Another milestone of my Google Summer of Code coding period is close - end of the first coding period and mid term evaluations. And here is the log of the journey so far.

Big picture.

Given below is what was proposed as part of the sandhi-splitter module in my draft.

The previous post was regarding the training, model and the split point classifications part in the module. The work done after that involves the postprocessor, integrating the components together and writing a few helper scripts for people who might want to extend this functionality to another language.

A rough mapping of these to the source files in the repo would be:

• sandhisplitter/
• models/* - Stored models
• model.py - Model object, to access stored models, uses trie.
• splitter.py - Split Point Identification
• postprocessor.py - Post Processing
• train.py - Helper Script for the training part
• benchmark_model.py - Helper script to determine performance
• trie.py - The trie structure, used of model.
• util.py - as the name suggests.
• __init__.py - integrating multiple components through Wrapper class.

The data is organized in the data folder and tests are in sandhisplitter/tests.

I’ve followed a bottom-up approach in building this software, starting with the basic blocks and now integration into the entire whole.

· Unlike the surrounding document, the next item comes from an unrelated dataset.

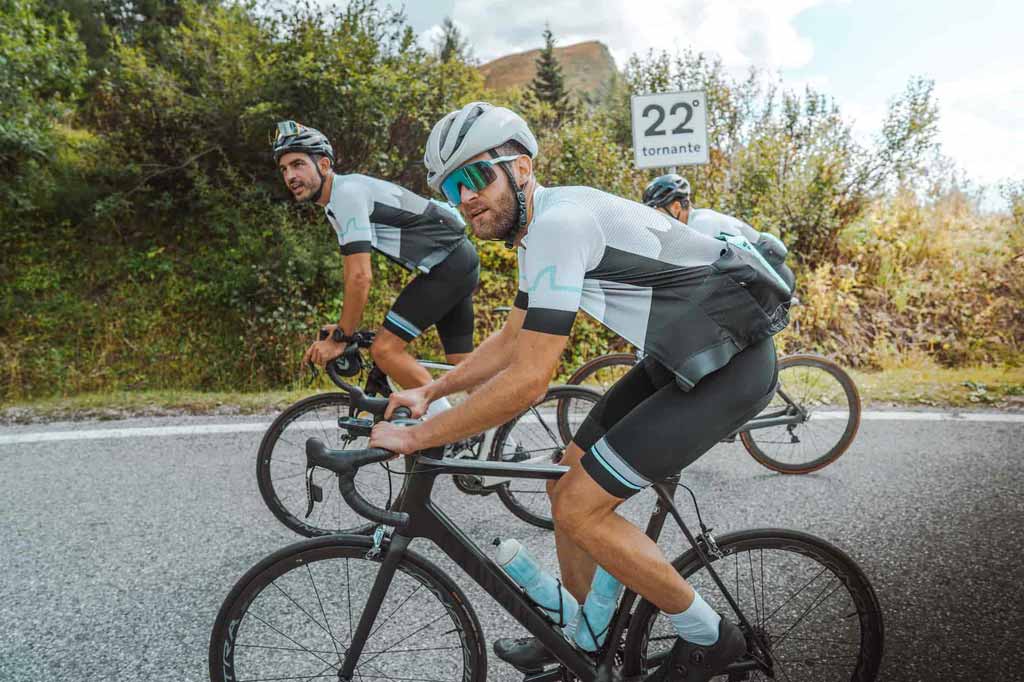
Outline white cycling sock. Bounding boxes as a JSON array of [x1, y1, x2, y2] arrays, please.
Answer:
[[667, 592, 722, 646], [562, 608, 583, 642], [427, 397, 452, 417]]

First I wrote the trie, then went ahead to write the training script and model. After that the split point identification part was added, following which the postprocessor and wrappers were added. A helper script to benchmark a model based on test data was written after that.

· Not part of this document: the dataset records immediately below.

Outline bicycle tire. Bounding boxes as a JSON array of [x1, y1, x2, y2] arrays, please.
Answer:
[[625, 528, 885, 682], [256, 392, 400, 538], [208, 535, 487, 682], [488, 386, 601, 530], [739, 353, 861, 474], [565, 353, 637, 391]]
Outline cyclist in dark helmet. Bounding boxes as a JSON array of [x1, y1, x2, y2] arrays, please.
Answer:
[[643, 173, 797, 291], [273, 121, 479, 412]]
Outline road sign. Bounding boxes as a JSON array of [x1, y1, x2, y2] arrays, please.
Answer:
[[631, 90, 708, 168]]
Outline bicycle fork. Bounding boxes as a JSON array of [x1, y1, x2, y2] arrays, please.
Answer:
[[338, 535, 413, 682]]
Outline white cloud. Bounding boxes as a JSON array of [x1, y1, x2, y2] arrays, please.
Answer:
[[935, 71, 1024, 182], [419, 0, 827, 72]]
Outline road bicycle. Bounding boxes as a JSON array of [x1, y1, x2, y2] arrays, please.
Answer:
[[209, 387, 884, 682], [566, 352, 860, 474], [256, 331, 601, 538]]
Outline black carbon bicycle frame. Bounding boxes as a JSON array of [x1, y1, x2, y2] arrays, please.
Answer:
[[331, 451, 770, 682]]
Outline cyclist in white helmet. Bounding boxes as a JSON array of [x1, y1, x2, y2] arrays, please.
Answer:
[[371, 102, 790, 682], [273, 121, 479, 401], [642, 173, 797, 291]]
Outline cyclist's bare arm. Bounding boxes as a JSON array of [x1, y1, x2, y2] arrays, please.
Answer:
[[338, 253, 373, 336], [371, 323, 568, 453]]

Most of the code is written to meet the functionality requirements first. I’m proud that I’ve maintained DRY principles to a large extent. PEP-8 compliance and decent coverage have maintained and the tests enforce them too. One good thing I’ve picked up from being exposed to the developer perspective is the importance of unit tests. One great advantage I see is that it reminds you to make sure things don’t break while you modify them later.

Hiccups

This period has made me realize that I’m not even in an intermediate level in my knowledge of git. I’ve been doing the delete reset thing till a while back. This time I’m reading proper documentation on rewriting history, still screwing up, fixing things after. Sometimes it gets so complicated that delete-clone again saves more time.

My PR is still awaiting merge due to my own doings. I’ll just put this comic here and hope you understand.

Also worth mentioning is some mix up with terminologies. Testing part from the learning terminology got mixed up with unit-tests and created a lot of confusion.